De familie Banning moest in Keulen overstappen. De beide jongens waren blij toe, want ze kregen nu eindelijk de gelegenheid hun lachspieren, die ze al die tijd krampachtig in bedwang hadden moeten houden, vrij spel te geven. Haastig zetten ze, zodra ze waren uitgestapt, de koffers neer op een punt waar de Engelsen hen zeker niet konden zien en barstten in een schaterlach uit.
„Vertellen jullie eens wat er allemaal aan de hand was, " vroeg Paula. „Ik heb het wel zo'n beetje begrepen, maar het is me toch niet helemaal duidelijk. "

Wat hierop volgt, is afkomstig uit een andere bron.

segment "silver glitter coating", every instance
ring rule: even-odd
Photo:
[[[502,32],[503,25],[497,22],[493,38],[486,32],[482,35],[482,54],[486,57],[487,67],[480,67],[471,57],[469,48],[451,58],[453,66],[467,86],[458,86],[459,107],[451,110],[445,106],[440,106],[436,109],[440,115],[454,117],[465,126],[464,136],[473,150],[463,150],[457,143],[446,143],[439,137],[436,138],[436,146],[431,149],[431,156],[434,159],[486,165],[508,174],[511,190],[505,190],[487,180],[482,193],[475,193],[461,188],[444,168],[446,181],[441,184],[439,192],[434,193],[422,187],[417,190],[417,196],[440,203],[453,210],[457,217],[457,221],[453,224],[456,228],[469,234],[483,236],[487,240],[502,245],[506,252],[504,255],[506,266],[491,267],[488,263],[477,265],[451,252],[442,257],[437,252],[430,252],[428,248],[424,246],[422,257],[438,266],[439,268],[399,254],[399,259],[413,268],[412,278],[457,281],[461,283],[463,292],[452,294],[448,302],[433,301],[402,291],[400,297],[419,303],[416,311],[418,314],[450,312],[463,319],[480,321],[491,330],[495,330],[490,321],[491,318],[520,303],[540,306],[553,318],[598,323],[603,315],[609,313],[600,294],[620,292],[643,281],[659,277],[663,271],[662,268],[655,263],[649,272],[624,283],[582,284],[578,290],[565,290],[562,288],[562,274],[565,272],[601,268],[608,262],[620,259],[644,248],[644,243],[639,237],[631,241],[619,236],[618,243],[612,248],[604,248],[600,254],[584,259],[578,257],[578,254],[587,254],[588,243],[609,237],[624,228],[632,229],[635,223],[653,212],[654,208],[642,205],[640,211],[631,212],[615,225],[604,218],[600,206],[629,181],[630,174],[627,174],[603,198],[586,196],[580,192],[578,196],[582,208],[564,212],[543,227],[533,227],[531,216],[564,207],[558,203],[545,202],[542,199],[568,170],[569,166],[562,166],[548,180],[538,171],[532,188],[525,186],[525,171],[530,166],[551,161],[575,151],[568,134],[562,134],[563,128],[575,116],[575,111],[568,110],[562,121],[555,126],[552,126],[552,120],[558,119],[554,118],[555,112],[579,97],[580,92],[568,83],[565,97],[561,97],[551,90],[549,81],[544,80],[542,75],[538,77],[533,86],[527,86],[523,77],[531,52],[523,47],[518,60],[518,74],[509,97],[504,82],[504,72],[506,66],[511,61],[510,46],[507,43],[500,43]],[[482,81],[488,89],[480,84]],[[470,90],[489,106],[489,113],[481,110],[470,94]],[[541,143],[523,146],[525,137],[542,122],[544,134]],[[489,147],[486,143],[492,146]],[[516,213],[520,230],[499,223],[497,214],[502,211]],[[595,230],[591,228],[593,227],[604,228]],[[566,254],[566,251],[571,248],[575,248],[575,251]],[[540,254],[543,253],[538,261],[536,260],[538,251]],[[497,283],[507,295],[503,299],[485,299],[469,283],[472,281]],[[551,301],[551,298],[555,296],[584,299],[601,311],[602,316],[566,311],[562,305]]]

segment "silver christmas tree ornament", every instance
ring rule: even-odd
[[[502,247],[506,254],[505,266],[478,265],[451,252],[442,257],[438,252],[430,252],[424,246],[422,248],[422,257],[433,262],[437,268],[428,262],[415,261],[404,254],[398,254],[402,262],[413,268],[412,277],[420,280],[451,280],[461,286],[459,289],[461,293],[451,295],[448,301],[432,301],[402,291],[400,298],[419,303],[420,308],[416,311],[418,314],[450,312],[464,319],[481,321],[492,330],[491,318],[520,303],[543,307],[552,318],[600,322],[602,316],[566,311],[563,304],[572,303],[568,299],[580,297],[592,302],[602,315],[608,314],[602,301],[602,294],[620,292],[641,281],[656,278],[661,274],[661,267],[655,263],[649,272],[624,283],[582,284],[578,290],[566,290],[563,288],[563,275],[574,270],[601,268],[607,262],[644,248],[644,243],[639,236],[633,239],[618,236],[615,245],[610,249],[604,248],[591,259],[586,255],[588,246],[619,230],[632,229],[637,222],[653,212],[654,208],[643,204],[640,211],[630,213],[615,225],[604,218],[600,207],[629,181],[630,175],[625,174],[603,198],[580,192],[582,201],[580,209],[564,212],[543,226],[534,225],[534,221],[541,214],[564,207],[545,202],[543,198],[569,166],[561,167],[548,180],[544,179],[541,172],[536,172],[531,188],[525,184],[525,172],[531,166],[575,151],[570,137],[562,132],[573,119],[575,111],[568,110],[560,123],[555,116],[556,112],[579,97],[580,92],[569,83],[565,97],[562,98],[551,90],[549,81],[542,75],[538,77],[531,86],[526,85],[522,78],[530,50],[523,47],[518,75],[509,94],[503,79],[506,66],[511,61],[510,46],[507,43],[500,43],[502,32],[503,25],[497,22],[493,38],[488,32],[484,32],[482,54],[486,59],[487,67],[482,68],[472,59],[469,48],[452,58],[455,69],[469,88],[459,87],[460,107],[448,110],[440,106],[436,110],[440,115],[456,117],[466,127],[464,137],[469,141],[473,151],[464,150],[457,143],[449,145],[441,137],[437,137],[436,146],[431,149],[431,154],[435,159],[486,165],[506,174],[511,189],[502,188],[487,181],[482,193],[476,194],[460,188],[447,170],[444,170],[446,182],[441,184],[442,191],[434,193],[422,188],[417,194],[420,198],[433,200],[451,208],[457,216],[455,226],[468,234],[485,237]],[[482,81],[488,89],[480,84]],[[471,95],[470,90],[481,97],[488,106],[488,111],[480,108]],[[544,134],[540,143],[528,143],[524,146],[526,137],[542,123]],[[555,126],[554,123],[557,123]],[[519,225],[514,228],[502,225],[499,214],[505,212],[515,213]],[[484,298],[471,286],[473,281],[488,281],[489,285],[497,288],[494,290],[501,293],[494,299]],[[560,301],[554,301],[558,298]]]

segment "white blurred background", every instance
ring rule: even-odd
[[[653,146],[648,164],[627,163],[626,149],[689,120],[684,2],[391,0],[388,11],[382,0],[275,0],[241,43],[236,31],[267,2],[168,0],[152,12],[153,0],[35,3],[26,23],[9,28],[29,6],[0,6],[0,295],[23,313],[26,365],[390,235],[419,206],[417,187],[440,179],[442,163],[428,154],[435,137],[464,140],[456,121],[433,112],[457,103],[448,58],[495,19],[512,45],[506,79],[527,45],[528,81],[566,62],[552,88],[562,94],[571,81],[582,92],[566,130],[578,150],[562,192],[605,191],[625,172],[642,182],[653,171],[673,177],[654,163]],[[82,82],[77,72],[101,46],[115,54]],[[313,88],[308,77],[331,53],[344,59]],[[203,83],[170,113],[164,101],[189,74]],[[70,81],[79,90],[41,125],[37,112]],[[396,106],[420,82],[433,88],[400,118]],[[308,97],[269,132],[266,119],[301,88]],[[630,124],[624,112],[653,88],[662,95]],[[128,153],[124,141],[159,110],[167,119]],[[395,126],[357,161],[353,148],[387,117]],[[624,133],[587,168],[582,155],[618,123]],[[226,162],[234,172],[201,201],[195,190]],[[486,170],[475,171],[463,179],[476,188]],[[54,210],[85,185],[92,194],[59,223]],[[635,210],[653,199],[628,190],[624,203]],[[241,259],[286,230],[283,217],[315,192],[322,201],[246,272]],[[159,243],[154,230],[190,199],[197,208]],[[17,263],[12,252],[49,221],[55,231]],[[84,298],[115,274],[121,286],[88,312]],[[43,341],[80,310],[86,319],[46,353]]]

Met vertraging, omdat ze telkens weer moesten ophouden van het lachen, deden Bas en Rob het verhaal. Even later zaten er op een der perrons van het reusachtige Keulse hoofdstation vijf Nederlanders bijna te huilen van het lachen. Toen ze eindelijk wat bijgekomen waren, kregen ze pas belangstelling voor de omgeving. Langs hen reden de kleine wagentjes met eau de cologne en souvenirs van de dom. Paula wou al direct iets kopen, maar de jongens plaagden haar zó, dat ze er maar van afzag.
„Die is nog geen uur in Duitsland, of ze wil al souvenirs kopen. De dom zelf heeft ze niet gezien, maar ze wil wel een afbeelding er van meenemen. Als je zo doorgaat, mag je wel zorgen voor een handwagen om alles mee te sjouwen. "
„Dat moet ik toch weten, " vond Paula. „Nou, " zei Rob, „dat is de vraag nog maar. Als straks je koffer niet meer te tillen is, kijk je me natuurlijk heel lief aan of ik die voor je wil dragen. En dan kan Rob met de tong uit zijn mond lopen zeulen met jouw Keulse dom. " Er werden dus geen souvenirs gekocht.
Bas had intussen alle aandacht voor het station zelf. Dat wasnog eens een station. Er stonden reusachtige locomotieven te stomen. Wanneer er een trein vertrok, spoten de stoomwolken brullend naar de overkapping en de lauwe, benauwde damp waaide langs je heen. Het gepuf van de machine werd steeds zwaarder. Langzaam zetten de zuigerstangen zich in beweging en gingen voortdurend sneller heen en weer. Wielen wentelden, de locomotief floot schril en hees en dreunend trok de trein weg. Het waren allemaal dingen, die je niet meer zag en hoorde op de Nederlandse stations, sinds daar de elektrische en dieseltreinen als op fluwelen voeten binnengleden. Met donderend geweld kwam een locomotief langsstomen en sleurde de wagens achter zich aan. Smeer, rook en stoom. Het flitsend beweeg van zuigerstangen, het zwarte gezicht van de machinist, die zich naar buiten boog uit de cabine...
„Kom mee Bas. " Hij werd opgeschrikt uit zijn gedachten door de stem van Rob. „We gaan onze trein zoeken. " Ze vonden die snel en ontdekten een lege coupé, waar zij zich op hun gemak installeerden.
Luidsprekers waarschuwden dat de trein ging vertrekken; de portieren moesten gesloten worden en de mensen op het perron achteruit stappen. Moeizaam kwam de trein op gang en begon dan steeds sneller te rijden.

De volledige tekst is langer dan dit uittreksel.